The workers’ three-year contract that expired in September included provisions intended to increase staffing and reduce patients’ wait times of up to two months for follow-up appointments. However, understaffing and lengthy delays have persisted, forcing many patients to pay out of pocket for non-Kaiser therapists or go without treatment altogether.
“This ultimately comes down to resources,” said Sal Rosselli, President of the National Union of Healthcare Workers, which represents the Kaiser clinicians. “Kaiser has $42 billion in cash and investments, but it underfunds its mental health care services to the point that overworked clinicians are leaving in droves and patients with serious conditions wait weeks for appointments or are pushed into group therapy.”
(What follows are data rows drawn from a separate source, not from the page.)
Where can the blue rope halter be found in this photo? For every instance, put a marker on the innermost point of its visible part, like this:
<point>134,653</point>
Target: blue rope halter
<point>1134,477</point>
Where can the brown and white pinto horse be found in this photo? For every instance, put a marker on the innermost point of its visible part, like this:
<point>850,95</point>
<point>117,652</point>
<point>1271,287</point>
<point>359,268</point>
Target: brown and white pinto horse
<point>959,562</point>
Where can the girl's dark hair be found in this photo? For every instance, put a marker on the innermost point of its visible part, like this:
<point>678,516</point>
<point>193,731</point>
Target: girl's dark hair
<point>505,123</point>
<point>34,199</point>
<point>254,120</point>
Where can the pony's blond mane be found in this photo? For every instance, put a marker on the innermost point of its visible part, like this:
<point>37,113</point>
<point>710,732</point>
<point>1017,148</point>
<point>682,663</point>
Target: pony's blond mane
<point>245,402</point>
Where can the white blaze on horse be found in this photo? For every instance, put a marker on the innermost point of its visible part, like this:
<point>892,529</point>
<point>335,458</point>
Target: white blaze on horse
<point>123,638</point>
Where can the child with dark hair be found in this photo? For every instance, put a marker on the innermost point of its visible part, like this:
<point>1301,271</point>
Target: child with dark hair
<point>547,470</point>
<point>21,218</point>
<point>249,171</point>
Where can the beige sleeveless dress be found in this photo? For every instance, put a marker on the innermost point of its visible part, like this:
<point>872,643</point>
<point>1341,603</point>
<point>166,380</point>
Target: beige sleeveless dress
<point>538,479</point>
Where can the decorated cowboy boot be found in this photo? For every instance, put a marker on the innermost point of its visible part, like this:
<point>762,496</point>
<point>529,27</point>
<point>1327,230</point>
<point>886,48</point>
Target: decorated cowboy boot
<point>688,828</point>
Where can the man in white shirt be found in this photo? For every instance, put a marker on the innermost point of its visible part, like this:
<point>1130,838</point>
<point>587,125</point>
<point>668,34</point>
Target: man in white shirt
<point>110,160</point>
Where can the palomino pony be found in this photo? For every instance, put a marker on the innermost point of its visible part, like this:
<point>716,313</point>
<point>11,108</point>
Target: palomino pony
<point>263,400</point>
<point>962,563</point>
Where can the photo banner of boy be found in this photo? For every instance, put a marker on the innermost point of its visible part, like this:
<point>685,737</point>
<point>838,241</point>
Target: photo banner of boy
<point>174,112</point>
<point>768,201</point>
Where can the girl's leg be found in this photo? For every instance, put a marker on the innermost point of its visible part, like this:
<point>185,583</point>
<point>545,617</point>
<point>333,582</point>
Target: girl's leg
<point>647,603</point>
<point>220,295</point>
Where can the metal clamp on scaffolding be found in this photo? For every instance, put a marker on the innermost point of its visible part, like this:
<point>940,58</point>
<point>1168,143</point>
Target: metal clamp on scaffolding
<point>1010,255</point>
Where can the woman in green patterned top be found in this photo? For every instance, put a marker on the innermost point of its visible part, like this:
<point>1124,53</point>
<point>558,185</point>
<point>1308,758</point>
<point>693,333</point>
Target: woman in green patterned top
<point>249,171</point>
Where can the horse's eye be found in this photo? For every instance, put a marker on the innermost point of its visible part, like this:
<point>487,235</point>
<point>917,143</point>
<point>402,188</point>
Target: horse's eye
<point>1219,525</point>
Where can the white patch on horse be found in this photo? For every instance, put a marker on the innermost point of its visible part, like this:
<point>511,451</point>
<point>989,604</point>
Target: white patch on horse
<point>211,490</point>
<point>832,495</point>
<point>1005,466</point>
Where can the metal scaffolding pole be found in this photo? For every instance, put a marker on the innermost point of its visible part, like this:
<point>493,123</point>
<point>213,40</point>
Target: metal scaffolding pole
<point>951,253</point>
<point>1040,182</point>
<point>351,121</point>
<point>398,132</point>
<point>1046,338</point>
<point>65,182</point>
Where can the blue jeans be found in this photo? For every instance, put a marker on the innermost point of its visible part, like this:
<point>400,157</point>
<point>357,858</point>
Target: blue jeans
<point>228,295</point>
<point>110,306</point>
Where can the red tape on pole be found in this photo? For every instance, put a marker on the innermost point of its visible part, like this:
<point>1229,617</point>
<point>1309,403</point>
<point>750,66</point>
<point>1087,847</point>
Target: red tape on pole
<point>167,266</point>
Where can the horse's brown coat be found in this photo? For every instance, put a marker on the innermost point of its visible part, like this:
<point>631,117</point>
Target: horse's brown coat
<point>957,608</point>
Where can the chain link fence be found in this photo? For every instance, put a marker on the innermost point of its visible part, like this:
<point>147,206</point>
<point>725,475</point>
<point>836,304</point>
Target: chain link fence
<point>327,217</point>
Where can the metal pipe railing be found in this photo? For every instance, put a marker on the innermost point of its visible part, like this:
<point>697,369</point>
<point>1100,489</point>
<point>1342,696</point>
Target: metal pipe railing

A 2011 complaint filed by Kaiser clinicians resulted in California’s Department of Managed Health Care issuing a $4 million fine against Kaiser in 2013 for violating the state’s Mental Health Parity Act and timely access rules. The agency found that Kaiser patients were still enduring excessive waits for appointments in follow-up reports released in 2015 and 2017.
Following the 2017 report, Kaiser and agency officials reached a settlement agreement that required Kaiser to accept a three-year program of outside monitoring of its mental health services by a firm with authority to recommend further fines for failure to remedy patient access issues.
Although Kaiser claims to have made strides, clinicians’ appointment calendars are still booked weeks in advance and patients with diagnoses such as depression and bipolar disorder often have to wait a month or more for their next treatment appointments.
“Many of the issues that have plagued Kaiser for years have not gone away,” said Kelly Magee-O’Dea, a Kaiser licensed clinical social worker in the Bay Area. “The wait times for appointments are far too long, and the end result for too many people is that they either get sicker or they drop out of treatment frustrated because they cannot get the care they need.”
“If Kaiser is serious about being a leader in mental health care, it needs to get serious about listening to its mental health clinicians and its patients,” Marirose Occhiogrosso, a Kaiser therapist in Los Angeles said. “That means finally using some of its massive resources to properly staff its mental health services and provide the care that patients need.”